2. Add 1/2 tablespoon coconut oil to the pot. Add onions, carrots, celery, apples, coconut flakes, and garlic. Sauté 7-10 minutes. In a small bowl, mix the arrowroot, curry powder, salt, chili powder, allspice, cayenne, and bay leaf. Add to the vegetables and stir around until the spices are fragrant, about 30 seconds.

3. Add the broth and water to the pot and stir to combine. Add the chicken into the liquid and bring to boil. Reduce heat to simmer and cook, covered, 45 minutes. Stir the coconut milk into the pot and simmer uncovered, 10 more minutes.

4. Serve on top of cauliflower rice

Cauliflower Rice Recipe

cauliflower rice

Let me tell you, I LOVE this stuff!  It’s FANTASTIC when serving your Whole30 Asian meals.  You totally won’t miss out.  Trust me!  It’s even faster to make than traditional rice!  Now, if you have someone who is really wanting traditional rice, go with my fantastic coconut rice recipe.  You’ll be so happy you did!  For the rest of you, here is a wonderful, versatile side.


1 head cauliflower

1 tablespoon coconut oil

1/4-1 teaspoon fine grain sea salt (depending on the size of your cauliflower and your tastes)


1.  Cut off and discard all leaves and green parts off of cauliflower head and chunk head into pieces

2.  Process head in food processor until cauliflower is in small grains like rice (duh!) – some of it may need to be removed it hit the larger chunks

3.  Heat oil in skillet over medium heat

4.  Add cauliflower and saute until it turns to a slightly beige color – don’t worry too much about the color – just get it nice and sauteed.  Add salt towards the end

5.  ENJOY!

Paleo Pad Thai

Such a great, delicious classic dish!  Now it’s even better!  All healthy ingredients that you can enjoy.  I LOVE this recipe for this popular Thai treat.


Pad Thai Sauce

2 tablespoons lime juice
1 clove garlic, minced (about 1 teaspoon)
1/2 teaspoon crushed red pepper flakes
1 tablespoon coconut aminos
1/4 teaspoon powdered ginger
1/2 teaspoon rice vinegar
1/4 cup sunflower seed butter
dash ground cayenne pepper (optional)
1/4 cup coconut milk

1. Place all the ingredients except the coconut milk in the bowl of a food processor and whirl until well blended.

2. Scrape down the sides of the bowl with a rubber scraper, then add the coconut milk.
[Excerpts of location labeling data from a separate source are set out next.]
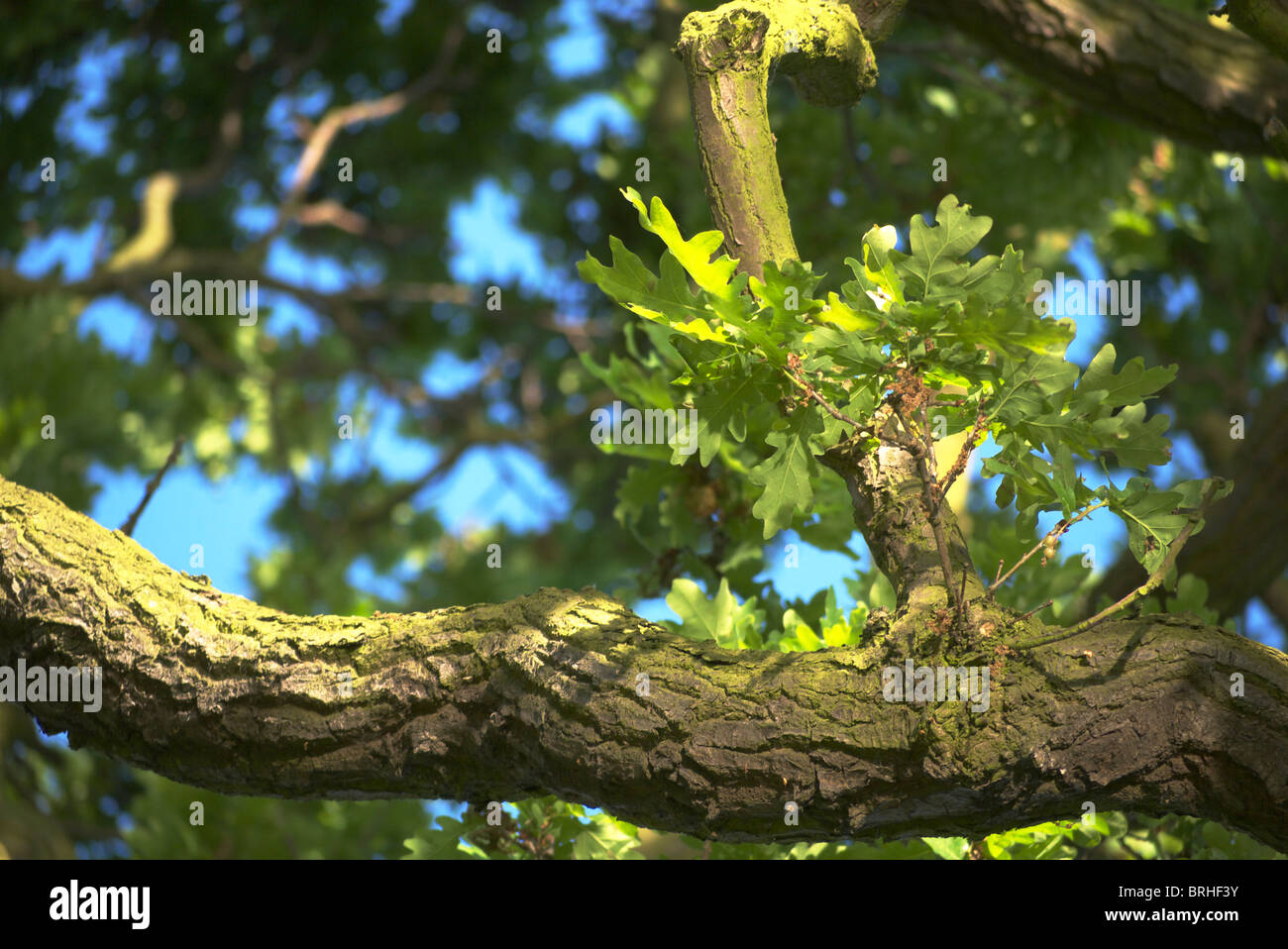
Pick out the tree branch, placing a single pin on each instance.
(1153, 65)
(544, 694)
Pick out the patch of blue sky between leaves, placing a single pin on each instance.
(228, 518)
(583, 48)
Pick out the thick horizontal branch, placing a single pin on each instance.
(545, 694)
(1154, 65)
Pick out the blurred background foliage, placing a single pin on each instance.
(374, 304)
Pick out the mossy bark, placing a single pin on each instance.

Process until it’s blended and smooth. Store covered in the fridge.

Pad Thai Ingredients, serves 2
1 batch pad Thai sauce
2 large eggs
2 teaspoons coconut aminos
2 teaspoons plus 1 teaspoon coconut oil
1/2 medium onion, thinly sliced (about 1/2 cup)

1 cup shredded carrots
1 cup snap peas, thinly sliced lengthwise
2 cups cooked spaghetti squash
6-8 ounces cooked chicken breast, diced

chopped cashews
sliced scallions
minced cilantro
squeeze of lime juice

1. Crack the eggs into a small bowl, and use a fork to beat them with the coconut aminos. Heat a large skillet over medium-high heat, about 3 minutes. Add 2 teaspoons coconut oil  to the skillet, and when it’s melted, pour in the eggs and let them spread like a pancake. Reduce the heat to medium and cover with a lid, letting the eggs cook until they’re set and beginning to brown on the bottom, about 3-4 minutes. Flip and lightly brown the other side. Remove the eggs from the pan and cut into strips with a sharp knife.

2. Using the same pan, increase heat to medium-high and add 1 teaspoon coconut oil to the pan. Sauté the onion carrots, and snap peas, stirring with a wooden spoon, until they’re crisp-tender, about 2 minutes. Add the spaghetti squash, chicken, and cooked egg to the pan and, stirring with a wooden spoon, cook until heated through, about 3 minutes.

3. Add the pad Thai sauce to the pan and stir-fry until everything is well-blended and hot. Divide among two plates and add your chosen garnishes!  Delish!